Why the World Economic Forum’s Global Council on AI should focus on protecting children

Why the World Economic Forum’s Global Council on AI should focus on protecting children
By Ivan Fan | July 8, 2019

The advent of AI is a trend which will affect our children and our children’s children. In a world characterized by constant technological change, we must invest more in preparing future generations through improved governance of AI-interactions involving children, particularly in the context of areas such as education.

The newly created World Economic Forum (WEF) AI Council on Artificial Intelligence presents an opportunity to develop a global governance approach to AI, which should include a strong treatment of governance issues around AI-interactions with children. The forum is well positioned to do so; its Generation AI project has previously advanced important questions regarding uses of AI in relation to children.
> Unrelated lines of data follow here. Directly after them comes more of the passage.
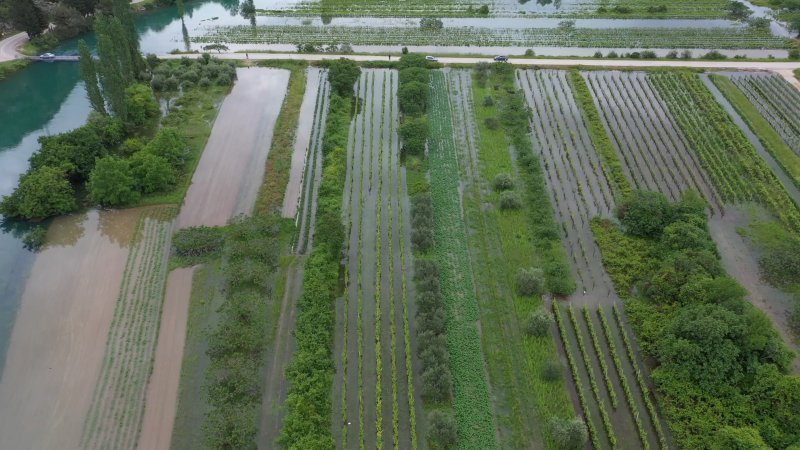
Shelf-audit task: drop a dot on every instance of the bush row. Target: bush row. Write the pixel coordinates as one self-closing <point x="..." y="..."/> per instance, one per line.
<point x="307" y="423"/>
<point x="236" y="344"/>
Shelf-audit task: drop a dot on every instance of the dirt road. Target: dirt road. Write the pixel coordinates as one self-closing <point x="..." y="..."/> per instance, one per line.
<point x="9" y="45"/>
<point x="231" y="169"/>
<point x="59" y="338"/>
<point x="162" y="392"/>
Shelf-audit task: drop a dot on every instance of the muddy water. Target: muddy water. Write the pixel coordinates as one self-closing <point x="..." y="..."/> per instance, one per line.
<point x="302" y="142"/>
<point x="162" y="391"/>
<point x="231" y="169"/>
<point x="58" y="340"/>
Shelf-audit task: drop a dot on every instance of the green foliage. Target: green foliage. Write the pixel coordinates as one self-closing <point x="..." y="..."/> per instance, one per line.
<point x="169" y="144"/>
<point x="28" y="17"/>
<point x="719" y="362"/>
<point x="442" y="433"/>
<point x="503" y="182"/>
<point x="141" y="105"/>
<point x="414" y="132"/>
<point x="569" y="434"/>
<point x="644" y="213"/>
<point x="152" y="173"/>
<point x="41" y="193"/>
<point x="111" y="182"/>
<point x="342" y="75"/>
<point x="539" y="323"/>
<point x="413" y="98"/>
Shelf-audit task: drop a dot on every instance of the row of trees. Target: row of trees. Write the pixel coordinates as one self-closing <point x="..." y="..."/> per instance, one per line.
<point x="722" y="368"/>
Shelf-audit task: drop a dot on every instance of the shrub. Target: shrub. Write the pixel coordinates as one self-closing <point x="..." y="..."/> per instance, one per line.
<point x="413" y="98"/>
<point x="197" y="241"/>
<point x="503" y="182"/>
<point x="530" y="281"/>
<point x="569" y="434"/>
<point x="552" y="371"/>
<point x="538" y="323"/>
<point x="509" y="201"/>
<point x="414" y="132"/>
<point x="442" y="432"/>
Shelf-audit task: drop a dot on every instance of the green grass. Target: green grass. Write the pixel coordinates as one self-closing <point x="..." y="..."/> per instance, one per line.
<point x="279" y="161"/>
<point x="474" y="415"/>
<point x="193" y="114"/>
<point x="9" y="67"/>
<point x="785" y="157"/>
<point x="502" y="242"/>
<point x="204" y="302"/>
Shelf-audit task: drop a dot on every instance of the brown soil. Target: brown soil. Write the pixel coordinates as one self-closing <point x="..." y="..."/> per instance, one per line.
<point x="58" y="342"/>
<point x="162" y="391"/>
<point x="741" y="263"/>
<point x="231" y="169"/>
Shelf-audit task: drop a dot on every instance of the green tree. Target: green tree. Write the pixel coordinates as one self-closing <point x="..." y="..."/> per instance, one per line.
<point x="152" y="173"/>
<point x="413" y="98"/>
<point x="89" y="75"/>
<point x="28" y="17"/>
<point x="111" y="182"/>
<point x="645" y="213"/>
<point x="170" y="144"/>
<point x="342" y="75"/>
<point x="442" y="432"/>
<point x="41" y="193"/>
<point x="141" y="105"/>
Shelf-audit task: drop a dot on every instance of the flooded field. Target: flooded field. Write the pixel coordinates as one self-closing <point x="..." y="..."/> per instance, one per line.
<point x="58" y="341"/>
<point x="236" y="150"/>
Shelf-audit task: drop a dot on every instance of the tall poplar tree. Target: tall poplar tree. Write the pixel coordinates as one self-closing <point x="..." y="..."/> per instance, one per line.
<point x="89" y="75"/>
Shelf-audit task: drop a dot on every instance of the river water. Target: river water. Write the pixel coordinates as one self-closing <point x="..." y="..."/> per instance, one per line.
<point x="44" y="99"/>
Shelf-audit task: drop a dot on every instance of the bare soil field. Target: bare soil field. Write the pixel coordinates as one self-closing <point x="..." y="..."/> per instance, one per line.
<point x="236" y="150"/>
<point x="58" y="342"/>
<point x="162" y="391"/>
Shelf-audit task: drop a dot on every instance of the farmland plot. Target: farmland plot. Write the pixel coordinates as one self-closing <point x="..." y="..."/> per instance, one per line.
<point x="776" y="100"/>
<point x="737" y="171"/>
<point x="472" y="404"/>
<point x="612" y="402"/>
<point x="375" y="405"/>
<point x="651" y="146"/>
<point x="578" y="186"/>
<point x="311" y="167"/>
<point x="117" y="408"/>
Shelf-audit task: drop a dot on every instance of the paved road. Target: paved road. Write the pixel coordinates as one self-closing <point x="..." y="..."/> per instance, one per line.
<point x="727" y="64"/>
<point x="8" y="46"/>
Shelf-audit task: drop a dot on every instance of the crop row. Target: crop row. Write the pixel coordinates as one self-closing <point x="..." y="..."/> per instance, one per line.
<point x="652" y="146"/>
<point x="626" y="388"/>
<point x="730" y="159"/>
<point x="720" y="38"/>
<point x="472" y="404"/>
<point x="118" y="403"/>
<point x="651" y="408"/>
<point x="777" y="101"/>
<point x="612" y="437"/>
<point x="573" y="366"/>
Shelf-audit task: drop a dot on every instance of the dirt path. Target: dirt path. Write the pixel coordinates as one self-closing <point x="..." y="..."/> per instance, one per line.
<point x="275" y="385"/>
<point x="58" y="342"/>
<point x="9" y="45"/>
<point x="236" y="150"/>
<point x="741" y="263"/>
<point x="302" y="142"/>
<point x="162" y="392"/>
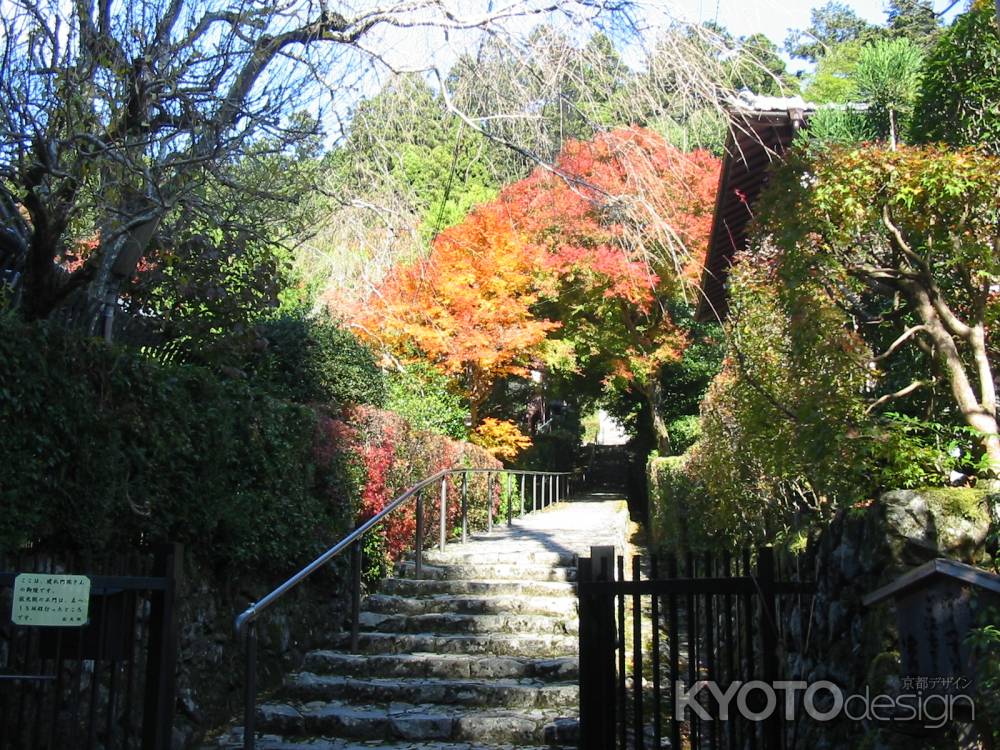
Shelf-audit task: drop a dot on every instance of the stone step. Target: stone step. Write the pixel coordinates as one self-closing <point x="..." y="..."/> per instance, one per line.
<point x="412" y="587"/>
<point x="525" y="693"/>
<point x="447" y="666"/>
<point x="443" y="622"/>
<point x="534" y="645"/>
<point x="565" y="607"/>
<point x="234" y="741"/>
<point x="498" y="553"/>
<point x="489" y="572"/>
<point x="402" y="721"/>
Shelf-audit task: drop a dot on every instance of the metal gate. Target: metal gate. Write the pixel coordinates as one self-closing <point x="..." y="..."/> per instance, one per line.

The creation of the council comes in the wake of a recent trend of nations placing greater emphasis on cooperation with regard to overall AI governance. Multi-lateral efforts on the part of the EU and OECD, in particular, have sparked efforts toward developing a consensus around core AI issues in their respective memberships. Notably, the European Commission’s High Level Expert Group on AI recently released a set of ethical guidelines on AI and recommendations for trustworthy AI, formally addressing the need for governance around AI-interactions with children.

In a time when troubling terms such as “technological cold war” have cropped up, overcoming techno-nationalistic tensions and fostering collaboration has never been more important between great powers. The great challenge we face today is ensuring that people everywhere—in both developed and emerging countries—have sufficient access to AI resources. The best way to achieve this is by doubling down on opening up access to educational opportunities to youth everywhere, and the WEF is well positioned to provide critical, impartial leadership on this front.

Current talent pools are insufficient for taking advantage of the future range of occupations enabled by AI, and without systemic reform addressing rising inequality, societies will regress to a state in which opportunities are increasingly restricted to those able to access AI resources. National efforts such as the American AI Initiative, China’s New Generation Artificial Intelligence Development Plan, and the European Strategy on Artificial Intelligence all emphasize talent shortages as a significant impediment to implementing AI effectively.

This is why policies directed toward the expansion of the available talent pool are critical, which should include redesigning education systems to prepare children with the necessary skills to thrive in an AI-enabled world. Many countries agree that overhauling education systems to teach necessary cognitive, socio-cultural, and entrepreneurial and innovation competencies are a primary means of addressing talent shortages. Expanding access to STEM opportunities for women is also of vital importance, and must improve at all ends of the talent pipeline—from early childhood education all the way to the C-suite.

In his landmark book “AI Superpowers”, Kai-Fu Lee, co-chair of the WEF’s new council on AI alongside Microsoft President Brad Smith, writes about how perception AI is revolutionizing China’s education system. I serve as a research and teaching assistant to faculty here at UC Berkeley’s School of Information, and I have seen first-hand how new technologies can revolutionize the delivery of education in my own graduate program. Instructors now have unprecedented access to rich profiles of students and to dashboards notifying them of a whole host of AI-enabled features including high-fidelity, real-time notifications about performance at the individual and macro-level.

In revamping our education systems to use AI and to teach AI, it is crucial that the safety and rights of children are strictly respected by those who would impact their learning and growth. AI HLEG provides some ideas for the Global AI Council to consider – it recommends protecting children from “…unsolicited monitoring, profiling and interest invested habitualisation and manipulation” and giving children a “clean slate” of any public or private storage of data related to them upon reaching a certain age. The WEF’s Global Council on AI represents an outstanding opportunity to consider and iterate upon such ideas in order to better protect and serve the needs of our children.